[v3] mptcp: mp_fail related fixes

[PATCH mptcp-net v3 6/6] mptcp: fix race on unaccepted mptcp sockets

Posted by Paolo Abeni 3 years, 3 months ago

When the listener socket owning the relevant request is closed,
it frees the unaccepted subflows and that causes later deletion
of the paired MPTCP sockets.

The mptcp socket's worker can run in the time interval between such delete
operations.
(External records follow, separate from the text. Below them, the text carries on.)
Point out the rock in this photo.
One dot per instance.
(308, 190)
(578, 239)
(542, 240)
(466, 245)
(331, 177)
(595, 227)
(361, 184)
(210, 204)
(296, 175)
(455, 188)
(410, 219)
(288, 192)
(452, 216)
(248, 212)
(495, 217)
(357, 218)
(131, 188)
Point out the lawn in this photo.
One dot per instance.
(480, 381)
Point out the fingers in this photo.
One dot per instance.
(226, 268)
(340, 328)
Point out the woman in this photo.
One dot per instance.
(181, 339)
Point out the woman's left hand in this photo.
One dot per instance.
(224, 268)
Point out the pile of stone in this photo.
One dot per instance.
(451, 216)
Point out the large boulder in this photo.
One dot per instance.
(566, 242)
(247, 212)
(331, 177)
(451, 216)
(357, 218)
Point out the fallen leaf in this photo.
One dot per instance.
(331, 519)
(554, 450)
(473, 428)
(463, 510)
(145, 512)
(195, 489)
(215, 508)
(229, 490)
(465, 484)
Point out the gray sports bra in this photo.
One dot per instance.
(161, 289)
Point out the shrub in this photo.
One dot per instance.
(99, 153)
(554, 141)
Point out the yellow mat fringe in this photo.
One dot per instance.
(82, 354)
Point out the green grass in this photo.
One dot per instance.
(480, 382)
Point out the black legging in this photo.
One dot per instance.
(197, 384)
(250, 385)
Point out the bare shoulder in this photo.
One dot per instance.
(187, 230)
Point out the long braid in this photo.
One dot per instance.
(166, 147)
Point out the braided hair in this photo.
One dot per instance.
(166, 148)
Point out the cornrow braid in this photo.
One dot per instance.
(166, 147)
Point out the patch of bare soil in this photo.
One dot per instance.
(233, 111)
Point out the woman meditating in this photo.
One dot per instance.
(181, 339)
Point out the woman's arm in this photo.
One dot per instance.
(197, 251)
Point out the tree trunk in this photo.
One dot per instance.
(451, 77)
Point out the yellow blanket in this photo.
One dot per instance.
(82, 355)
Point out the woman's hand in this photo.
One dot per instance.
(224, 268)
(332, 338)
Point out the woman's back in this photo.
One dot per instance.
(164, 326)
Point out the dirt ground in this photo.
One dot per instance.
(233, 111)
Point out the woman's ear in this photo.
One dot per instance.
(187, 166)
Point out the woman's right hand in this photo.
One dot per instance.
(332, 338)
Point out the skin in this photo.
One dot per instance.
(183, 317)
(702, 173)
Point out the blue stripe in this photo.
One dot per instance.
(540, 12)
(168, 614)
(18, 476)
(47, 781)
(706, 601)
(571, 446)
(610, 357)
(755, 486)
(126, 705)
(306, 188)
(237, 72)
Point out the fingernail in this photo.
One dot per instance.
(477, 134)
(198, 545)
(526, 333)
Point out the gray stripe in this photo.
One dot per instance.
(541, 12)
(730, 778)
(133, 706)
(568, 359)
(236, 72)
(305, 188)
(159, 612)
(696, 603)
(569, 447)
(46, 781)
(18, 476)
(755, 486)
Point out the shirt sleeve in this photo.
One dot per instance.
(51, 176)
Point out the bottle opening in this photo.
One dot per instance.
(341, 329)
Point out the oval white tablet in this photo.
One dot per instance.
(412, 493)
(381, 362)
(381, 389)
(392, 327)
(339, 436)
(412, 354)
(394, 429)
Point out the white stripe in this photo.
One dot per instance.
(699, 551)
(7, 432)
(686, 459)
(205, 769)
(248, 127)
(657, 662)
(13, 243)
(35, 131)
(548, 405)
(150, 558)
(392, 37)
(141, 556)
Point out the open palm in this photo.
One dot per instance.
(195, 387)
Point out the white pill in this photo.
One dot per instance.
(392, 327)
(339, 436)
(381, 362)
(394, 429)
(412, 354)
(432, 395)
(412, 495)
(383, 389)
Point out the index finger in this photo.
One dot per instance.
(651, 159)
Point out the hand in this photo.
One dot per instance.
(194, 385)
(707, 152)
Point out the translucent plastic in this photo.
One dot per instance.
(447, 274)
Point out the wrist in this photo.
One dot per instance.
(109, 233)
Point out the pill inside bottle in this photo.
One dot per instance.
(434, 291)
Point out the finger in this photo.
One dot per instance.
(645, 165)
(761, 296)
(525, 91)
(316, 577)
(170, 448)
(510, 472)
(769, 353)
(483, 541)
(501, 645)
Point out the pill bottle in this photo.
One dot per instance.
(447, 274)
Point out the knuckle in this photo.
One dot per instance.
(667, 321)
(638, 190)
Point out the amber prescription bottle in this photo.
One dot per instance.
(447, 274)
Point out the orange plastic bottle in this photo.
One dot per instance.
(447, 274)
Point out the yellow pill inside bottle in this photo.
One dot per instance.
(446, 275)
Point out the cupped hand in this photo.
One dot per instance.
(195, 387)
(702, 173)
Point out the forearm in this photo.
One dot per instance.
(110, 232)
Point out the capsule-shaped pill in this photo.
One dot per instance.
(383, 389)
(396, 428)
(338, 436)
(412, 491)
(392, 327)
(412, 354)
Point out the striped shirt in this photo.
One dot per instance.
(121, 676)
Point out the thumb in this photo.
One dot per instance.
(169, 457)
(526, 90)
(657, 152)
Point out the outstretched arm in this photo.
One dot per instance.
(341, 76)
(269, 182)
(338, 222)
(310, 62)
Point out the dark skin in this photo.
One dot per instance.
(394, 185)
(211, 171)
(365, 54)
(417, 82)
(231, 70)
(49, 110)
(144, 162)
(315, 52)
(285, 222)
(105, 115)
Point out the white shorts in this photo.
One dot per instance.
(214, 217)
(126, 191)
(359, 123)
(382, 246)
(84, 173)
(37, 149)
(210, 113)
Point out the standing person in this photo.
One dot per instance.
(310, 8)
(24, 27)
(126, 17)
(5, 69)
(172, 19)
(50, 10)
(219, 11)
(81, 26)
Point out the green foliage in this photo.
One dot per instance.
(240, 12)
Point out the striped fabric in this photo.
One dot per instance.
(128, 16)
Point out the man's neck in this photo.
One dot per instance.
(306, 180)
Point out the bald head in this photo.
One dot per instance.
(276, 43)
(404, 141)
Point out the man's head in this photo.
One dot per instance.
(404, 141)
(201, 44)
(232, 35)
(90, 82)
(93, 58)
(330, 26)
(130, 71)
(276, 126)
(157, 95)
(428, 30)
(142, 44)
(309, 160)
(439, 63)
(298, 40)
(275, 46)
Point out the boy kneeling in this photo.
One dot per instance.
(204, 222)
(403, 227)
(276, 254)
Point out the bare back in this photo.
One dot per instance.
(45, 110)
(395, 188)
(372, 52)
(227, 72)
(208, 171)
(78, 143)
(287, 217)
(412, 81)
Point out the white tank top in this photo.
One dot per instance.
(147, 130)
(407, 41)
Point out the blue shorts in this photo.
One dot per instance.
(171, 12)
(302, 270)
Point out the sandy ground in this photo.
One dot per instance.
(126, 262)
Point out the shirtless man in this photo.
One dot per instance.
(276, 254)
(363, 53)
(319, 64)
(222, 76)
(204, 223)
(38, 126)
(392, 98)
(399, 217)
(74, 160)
When that happens, any access to msk->first will cause an UaF
access, as the subflow cleanup did not cleared such field in the mptcp
socket.

Address the issue explictly traversing the listener socket accept
queue at close time and performing the needed cleanup on the pending
msk.

Note that the locking is a bit tricky, as we need to acquire the msk
socket lock, while still owning the subflow socket one.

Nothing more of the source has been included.